10 de nov. 2011

EL MÓDULO PININFARINA

Foto: Imágenes Google
Cuando mi hijo llegó un día del colegio diciendo que un compañero de clase se sabía de memoria todas las marcas de coches que existen hoy en día en el mercado, me vi inmedia- tamente reflejado. A mí, a su edad, tampoco se me pasaba ni una. Claro que no había tantas como ahora. El parque automovilístico del franquismo no se caracterizaba precisamente por su variedad. Por eso aquellos vehículos que se salían de lo común causaban tanta sensación. Todavía me acuerdo de los primeros del barrio que me sedujeron, como el Renault Alpine de las dos etapas, la de azul y la de amarillo, pues a la sazón la pintura no duraba como ahora y era costumbre volver a pintar el coche al menos una vez en su larga vida; o el impecable Citröen Tiburón por el que no parecían pasar los años, de un bonito color coñac y con aquel exotismo que entonces confería la pintura metalizada; incluso tengo presente el Wolseley celeste aparcado siempre en el mismo sitio y que en aquel tiempo ya se veía una reliquia del pasado.
Aparte de los sobres de soldados de plástico que compraba en el quiosco, mi distracción ideal eran los coches de hierro a escala 1:43 en los que la industria juguetera ponía todo su empeño, cuanto más desconocidos mejor. Mi preferido era el futurista módulo Pininfarina, una reproducción de un prototipo de Ferrari del que si no estoy equivocado sólo llegó a hacerse una unidad. Ese es el invento al que hice referencia unos meses atrás en otro post. Me fascinaba. Era una delicia tenerlo en la mano y abrirle la cubierta deslizante que da acceso a la cabina. Su diseño le habría permitido pasar por una nave en la mítica 2001: una odisea en el espacio, esa película de Kubrick que hoy ya es pura arqueología, igual que el apocalíptico 1984, de Orwell.
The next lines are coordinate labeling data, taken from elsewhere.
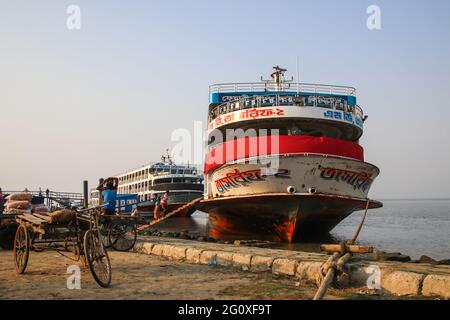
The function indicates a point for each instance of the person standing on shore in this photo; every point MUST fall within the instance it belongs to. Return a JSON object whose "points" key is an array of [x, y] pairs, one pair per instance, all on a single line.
{"points": [[109, 196], [157, 206], [1, 201], [165, 202]]}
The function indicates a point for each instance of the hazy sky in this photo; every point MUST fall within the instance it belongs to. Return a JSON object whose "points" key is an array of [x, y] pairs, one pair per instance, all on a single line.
{"points": [[80, 104]]}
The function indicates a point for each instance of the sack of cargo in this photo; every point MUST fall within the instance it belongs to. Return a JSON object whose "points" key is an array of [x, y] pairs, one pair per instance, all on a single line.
{"points": [[23, 196], [16, 211], [39, 208], [21, 205], [61, 216]]}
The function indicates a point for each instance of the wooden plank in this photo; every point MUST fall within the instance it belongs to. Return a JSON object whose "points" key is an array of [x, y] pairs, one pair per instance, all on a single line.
{"points": [[349, 248], [43, 217], [32, 219]]}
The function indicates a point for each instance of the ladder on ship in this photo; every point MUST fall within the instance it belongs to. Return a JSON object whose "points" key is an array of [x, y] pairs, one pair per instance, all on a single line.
{"points": [[170, 214]]}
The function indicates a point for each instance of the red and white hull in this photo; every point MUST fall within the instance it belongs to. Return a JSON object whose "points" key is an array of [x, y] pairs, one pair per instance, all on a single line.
{"points": [[307, 195]]}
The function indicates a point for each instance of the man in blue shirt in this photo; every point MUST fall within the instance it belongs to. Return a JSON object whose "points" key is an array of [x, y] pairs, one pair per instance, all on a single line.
{"points": [[109, 196]]}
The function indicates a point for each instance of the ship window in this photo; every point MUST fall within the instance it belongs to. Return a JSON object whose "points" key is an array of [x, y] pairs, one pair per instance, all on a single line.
{"points": [[161, 181]]}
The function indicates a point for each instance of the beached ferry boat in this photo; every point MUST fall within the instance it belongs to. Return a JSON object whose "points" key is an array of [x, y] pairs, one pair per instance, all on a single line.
{"points": [[283, 158], [184, 183]]}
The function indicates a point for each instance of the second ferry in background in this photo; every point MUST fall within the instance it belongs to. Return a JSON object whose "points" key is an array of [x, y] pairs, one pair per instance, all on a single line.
{"points": [[184, 183]]}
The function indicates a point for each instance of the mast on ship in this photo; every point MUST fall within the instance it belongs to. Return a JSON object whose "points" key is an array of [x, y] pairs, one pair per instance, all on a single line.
{"points": [[167, 159], [277, 78]]}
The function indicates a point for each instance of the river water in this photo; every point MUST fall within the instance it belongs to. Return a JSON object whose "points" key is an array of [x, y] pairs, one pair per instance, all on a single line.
{"points": [[412, 227]]}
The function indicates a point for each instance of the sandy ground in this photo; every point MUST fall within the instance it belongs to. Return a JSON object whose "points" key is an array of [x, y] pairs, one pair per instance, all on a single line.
{"points": [[146, 277]]}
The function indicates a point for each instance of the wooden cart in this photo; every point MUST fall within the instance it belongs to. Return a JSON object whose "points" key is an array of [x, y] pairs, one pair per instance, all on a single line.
{"points": [[80, 236]]}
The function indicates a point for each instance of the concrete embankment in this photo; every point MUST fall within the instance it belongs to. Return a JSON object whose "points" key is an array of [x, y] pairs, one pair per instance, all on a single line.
{"points": [[403, 279]]}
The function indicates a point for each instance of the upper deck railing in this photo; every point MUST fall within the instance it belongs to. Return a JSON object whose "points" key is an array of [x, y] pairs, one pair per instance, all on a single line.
{"points": [[284, 87], [261, 101]]}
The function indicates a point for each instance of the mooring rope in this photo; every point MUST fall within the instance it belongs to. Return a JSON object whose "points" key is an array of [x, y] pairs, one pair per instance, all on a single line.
{"points": [[329, 269]]}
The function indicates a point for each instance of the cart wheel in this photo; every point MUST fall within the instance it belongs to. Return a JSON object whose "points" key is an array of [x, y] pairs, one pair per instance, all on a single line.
{"points": [[122, 235], [97, 259], [21, 249], [7, 235]]}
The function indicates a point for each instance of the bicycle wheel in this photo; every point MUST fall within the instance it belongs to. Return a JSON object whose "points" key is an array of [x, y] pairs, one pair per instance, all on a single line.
{"points": [[104, 231], [97, 258], [21, 249], [122, 235]]}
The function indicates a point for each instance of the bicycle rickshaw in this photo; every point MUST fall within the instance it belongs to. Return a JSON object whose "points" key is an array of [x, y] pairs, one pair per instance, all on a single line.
{"points": [[80, 234]]}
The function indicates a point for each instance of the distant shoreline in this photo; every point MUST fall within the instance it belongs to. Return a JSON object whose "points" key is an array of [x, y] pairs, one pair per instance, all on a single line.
{"points": [[416, 199]]}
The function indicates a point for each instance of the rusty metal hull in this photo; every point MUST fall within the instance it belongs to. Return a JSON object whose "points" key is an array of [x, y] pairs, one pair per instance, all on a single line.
{"points": [[280, 217], [172, 207]]}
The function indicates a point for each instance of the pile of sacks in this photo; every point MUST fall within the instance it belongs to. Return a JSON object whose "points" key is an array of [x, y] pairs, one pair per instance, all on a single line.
{"points": [[18, 203], [61, 216]]}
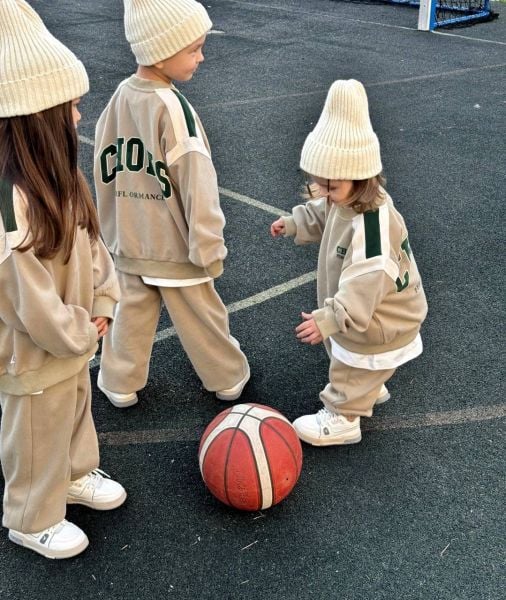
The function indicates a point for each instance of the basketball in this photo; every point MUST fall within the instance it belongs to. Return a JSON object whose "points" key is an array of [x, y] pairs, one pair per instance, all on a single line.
{"points": [[250, 457]]}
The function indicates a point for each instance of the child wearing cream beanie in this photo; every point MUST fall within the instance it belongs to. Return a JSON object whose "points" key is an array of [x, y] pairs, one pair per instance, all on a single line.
{"points": [[58, 293], [159, 209], [371, 302]]}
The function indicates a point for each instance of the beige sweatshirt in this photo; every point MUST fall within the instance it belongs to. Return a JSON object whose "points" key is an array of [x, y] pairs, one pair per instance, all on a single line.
{"points": [[46, 306], [370, 294], [157, 191]]}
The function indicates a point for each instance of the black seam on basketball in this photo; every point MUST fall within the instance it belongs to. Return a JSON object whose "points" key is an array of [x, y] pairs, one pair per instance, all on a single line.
{"points": [[236, 428], [270, 472], [286, 444]]}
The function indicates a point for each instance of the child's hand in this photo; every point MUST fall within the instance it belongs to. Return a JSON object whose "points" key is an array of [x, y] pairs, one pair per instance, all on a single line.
{"points": [[307, 331], [278, 228], [102, 324]]}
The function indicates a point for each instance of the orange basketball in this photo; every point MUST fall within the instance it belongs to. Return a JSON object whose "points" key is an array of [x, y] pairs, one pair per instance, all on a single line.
{"points": [[250, 457]]}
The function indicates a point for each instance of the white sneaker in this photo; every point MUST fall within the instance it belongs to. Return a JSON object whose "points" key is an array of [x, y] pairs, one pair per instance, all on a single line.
{"points": [[62, 540], [233, 393], [325, 428], [95, 491], [119, 400], [384, 396]]}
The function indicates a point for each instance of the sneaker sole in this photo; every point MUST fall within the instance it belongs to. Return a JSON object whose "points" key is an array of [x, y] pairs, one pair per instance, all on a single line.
{"points": [[329, 442], [122, 404], [383, 399], [234, 396], [112, 504], [47, 552]]}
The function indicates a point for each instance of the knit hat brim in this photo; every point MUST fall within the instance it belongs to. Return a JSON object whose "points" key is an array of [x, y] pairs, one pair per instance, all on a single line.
{"points": [[38, 92], [37, 70], [343, 144], [329, 162]]}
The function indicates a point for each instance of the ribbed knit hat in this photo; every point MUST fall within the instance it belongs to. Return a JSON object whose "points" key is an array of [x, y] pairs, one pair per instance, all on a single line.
{"points": [[158, 29], [343, 144], [37, 71]]}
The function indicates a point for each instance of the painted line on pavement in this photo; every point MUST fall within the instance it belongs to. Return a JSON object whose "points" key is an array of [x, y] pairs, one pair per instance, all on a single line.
{"points": [[378, 424]]}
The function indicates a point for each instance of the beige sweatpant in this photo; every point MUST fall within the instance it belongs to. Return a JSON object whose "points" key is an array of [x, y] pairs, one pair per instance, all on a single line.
{"points": [[200, 319], [46, 441], [352, 391]]}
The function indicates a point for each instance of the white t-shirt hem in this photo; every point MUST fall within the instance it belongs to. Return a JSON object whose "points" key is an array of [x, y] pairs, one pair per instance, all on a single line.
{"points": [[378, 362]]}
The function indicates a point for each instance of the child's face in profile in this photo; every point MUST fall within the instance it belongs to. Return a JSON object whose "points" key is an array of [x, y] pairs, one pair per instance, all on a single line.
{"points": [[337, 191], [183, 65]]}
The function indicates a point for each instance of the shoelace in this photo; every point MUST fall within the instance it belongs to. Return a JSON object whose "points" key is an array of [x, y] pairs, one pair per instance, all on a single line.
{"points": [[51, 530], [95, 477], [325, 416]]}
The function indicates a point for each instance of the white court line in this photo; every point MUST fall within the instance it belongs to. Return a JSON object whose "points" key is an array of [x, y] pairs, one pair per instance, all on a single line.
{"points": [[324, 90], [418, 421], [264, 296], [252, 202]]}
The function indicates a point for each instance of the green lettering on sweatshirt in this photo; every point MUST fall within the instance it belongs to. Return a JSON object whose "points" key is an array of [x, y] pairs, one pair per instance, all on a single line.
{"points": [[188, 115], [108, 175], [372, 234], [163, 178], [135, 155]]}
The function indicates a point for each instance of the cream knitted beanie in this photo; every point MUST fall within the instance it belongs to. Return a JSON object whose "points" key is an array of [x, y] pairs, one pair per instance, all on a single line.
{"points": [[37, 71], [343, 144], [158, 29]]}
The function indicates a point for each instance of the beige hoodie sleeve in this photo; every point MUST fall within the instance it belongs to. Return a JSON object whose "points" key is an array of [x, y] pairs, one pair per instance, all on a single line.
{"points": [[105, 282], [307, 222], [30, 303], [194, 176], [354, 304]]}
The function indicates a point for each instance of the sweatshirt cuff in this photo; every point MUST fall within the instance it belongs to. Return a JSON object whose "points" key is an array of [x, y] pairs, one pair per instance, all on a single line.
{"points": [[215, 269], [103, 306], [93, 335], [326, 321], [290, 227]]}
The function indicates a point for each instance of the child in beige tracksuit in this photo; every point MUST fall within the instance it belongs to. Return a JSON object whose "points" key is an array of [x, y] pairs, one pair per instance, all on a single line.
{"points": [[371, 301], [159, 210], [58, 290]]}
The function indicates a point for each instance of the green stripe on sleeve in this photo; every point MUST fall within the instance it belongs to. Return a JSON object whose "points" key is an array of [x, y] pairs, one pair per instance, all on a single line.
{"points": [[372, 234], [188, 115], [7, 206]]}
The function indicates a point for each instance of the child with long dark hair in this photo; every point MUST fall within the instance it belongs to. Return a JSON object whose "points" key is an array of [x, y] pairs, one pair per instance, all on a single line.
{"points": [[58, 293]]}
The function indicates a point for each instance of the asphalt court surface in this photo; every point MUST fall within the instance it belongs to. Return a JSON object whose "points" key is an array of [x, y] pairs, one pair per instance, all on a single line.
{"points": [[416, 509]]}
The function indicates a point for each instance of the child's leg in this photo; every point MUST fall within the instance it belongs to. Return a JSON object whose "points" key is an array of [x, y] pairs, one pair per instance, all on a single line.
{"points": [[126, 350], [353, 391], [84, 454], [201, 321], [35, 444]]}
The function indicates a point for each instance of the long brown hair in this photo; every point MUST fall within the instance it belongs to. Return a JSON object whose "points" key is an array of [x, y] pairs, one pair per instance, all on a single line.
{"points": [[38, 154]]}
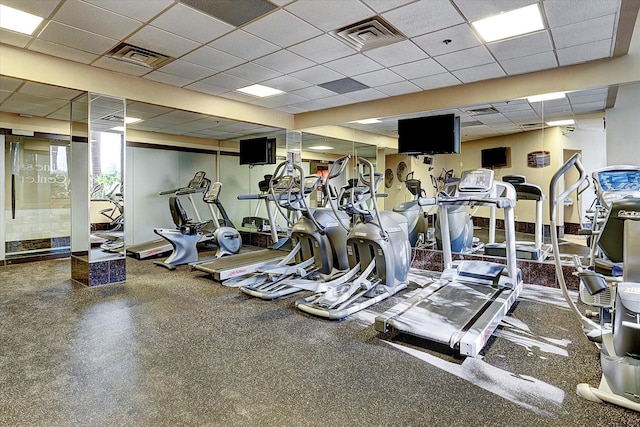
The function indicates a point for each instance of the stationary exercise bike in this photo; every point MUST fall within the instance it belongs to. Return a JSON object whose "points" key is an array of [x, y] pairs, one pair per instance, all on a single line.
{"points": [[617, 334]]}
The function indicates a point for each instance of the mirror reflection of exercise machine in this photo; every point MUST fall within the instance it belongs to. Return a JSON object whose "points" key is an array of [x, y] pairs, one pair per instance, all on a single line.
{"points": [[239, 265], [524, 250], [462, 309], [162, 246]]}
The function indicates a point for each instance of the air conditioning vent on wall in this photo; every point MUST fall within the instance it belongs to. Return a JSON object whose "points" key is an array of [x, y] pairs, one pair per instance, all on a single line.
{"points": [[368, 34], [139, 56]]}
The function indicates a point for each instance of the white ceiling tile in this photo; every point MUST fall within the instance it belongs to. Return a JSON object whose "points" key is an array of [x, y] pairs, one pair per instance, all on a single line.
{"points": [[76, 38], [384, 5], [439, 80], [201, 27], [584, 53], [423, 68], [253, 72], [49, 91], [461, 36], [559, 14], [330, 15], [399, 88], [396, 53], [36, 7], [366, 95], [465, 58], [279, 100], [206, 88], [423, 17], [285, 62], [316, 75], [14, 39], [282, 28], [378, 78], [313, 92], [474, 9], [322, 49], [95, 19], [142, 10], [286, 83], [226, 81], [527, 64], [9, 84], [353, 65], [212, 58], [187, 70], [481, 72], [61, 51], [244, 45], [584, 32], [161, 41], [121, 66], [170, 79], [522, 46]]}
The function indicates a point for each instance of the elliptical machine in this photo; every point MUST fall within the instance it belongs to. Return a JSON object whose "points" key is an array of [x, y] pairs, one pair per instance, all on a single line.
{"points": [[619, 339], [378, 251], [319, 252]]}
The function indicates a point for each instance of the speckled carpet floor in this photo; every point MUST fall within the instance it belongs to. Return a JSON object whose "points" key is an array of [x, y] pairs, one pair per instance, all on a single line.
{"points": [[176, 348]]}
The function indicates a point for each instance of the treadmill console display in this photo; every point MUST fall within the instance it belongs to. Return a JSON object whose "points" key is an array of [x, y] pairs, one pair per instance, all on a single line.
{"points": [[623, 180], [478, 180]]}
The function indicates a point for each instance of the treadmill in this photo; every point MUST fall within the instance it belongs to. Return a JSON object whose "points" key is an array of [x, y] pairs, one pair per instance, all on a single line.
{"points": [[244, 263], [463, 308], [161, 246], [524, 250]]}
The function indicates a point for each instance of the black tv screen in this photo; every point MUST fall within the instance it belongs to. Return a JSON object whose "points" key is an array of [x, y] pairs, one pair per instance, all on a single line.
{"points": [[258, 151], [429, 135], [494, 157]]}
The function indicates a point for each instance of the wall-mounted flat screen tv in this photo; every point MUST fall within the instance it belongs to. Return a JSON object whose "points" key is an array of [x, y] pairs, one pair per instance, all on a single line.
{"points": [[429, 135], [258, 151], [494, 157]]}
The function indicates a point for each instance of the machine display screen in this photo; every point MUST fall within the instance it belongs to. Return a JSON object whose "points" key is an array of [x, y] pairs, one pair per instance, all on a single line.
{"points": [[619, 180]]}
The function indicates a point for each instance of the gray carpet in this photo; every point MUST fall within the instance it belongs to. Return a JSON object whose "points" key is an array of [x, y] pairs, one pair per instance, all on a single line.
{"points": [[176, 348]]}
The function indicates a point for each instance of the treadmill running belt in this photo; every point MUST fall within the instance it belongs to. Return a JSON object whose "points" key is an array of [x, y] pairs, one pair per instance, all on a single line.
{"points": [[446, 312]]}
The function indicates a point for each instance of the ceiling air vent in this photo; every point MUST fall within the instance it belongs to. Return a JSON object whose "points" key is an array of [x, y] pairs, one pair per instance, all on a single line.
{"points": [[481, 111], [139, 56], [368, 34], [530, 126]]}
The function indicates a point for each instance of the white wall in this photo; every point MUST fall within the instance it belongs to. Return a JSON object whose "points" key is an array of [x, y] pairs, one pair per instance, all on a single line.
{"points": [[623, 127]]}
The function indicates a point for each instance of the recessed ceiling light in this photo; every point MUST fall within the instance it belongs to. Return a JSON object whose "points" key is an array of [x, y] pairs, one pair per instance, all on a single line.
{"points": [[510, 24], [260, 90], [546, 96], [367, 121], [562, 122], [17, 20]]}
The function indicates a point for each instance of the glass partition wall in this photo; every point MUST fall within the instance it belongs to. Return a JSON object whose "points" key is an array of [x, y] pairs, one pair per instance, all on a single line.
{"points": [[97, 169]]}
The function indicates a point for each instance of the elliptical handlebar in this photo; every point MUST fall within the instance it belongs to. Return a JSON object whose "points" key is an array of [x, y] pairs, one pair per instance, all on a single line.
{"points": [[555, 198]]}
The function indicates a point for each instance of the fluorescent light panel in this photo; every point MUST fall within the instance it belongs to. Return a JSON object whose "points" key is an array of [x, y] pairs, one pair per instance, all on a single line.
{"points": [[260, 91], [367, 121], [546, 96], [510, 24], [17, 20], [562, 122]]}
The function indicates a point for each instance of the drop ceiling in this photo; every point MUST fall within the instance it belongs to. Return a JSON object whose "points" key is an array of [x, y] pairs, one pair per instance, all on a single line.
{"points": [[292, 46]]}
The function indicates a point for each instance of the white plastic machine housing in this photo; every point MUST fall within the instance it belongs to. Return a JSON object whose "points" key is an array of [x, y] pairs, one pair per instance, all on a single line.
{"points": [[465, 306]]}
Sólo había un coche que en mi inconsciente individual podía competir con el módulo Pininfarina: el Lancia Bertone que salía al comienzo (¿o era al final?) de los dibujos de la Pantera Rosa y que conducía un rubicundo adolescente. ¡Qué envidia verle encajarse el casco y poner pies en polvorosa!
Ambas maravillas, así como muchas otras quizá no tan llamativas, son las que propiciaron que siempre me haya hecho cruces por la desidia que muestran los pudientes a la hora de adquirir esos inolvidables clásicos. Sé que es una estupidez contarlo pero me siento orgulloso de la lejana tarde en que me olvidé de vender libros por seguir a un viejo Mercedes que salió de Barcelona al mismo tiempo que yo y que no se detuvo hasta la Pobla de Segur. Su magia me hipnotizó por completo.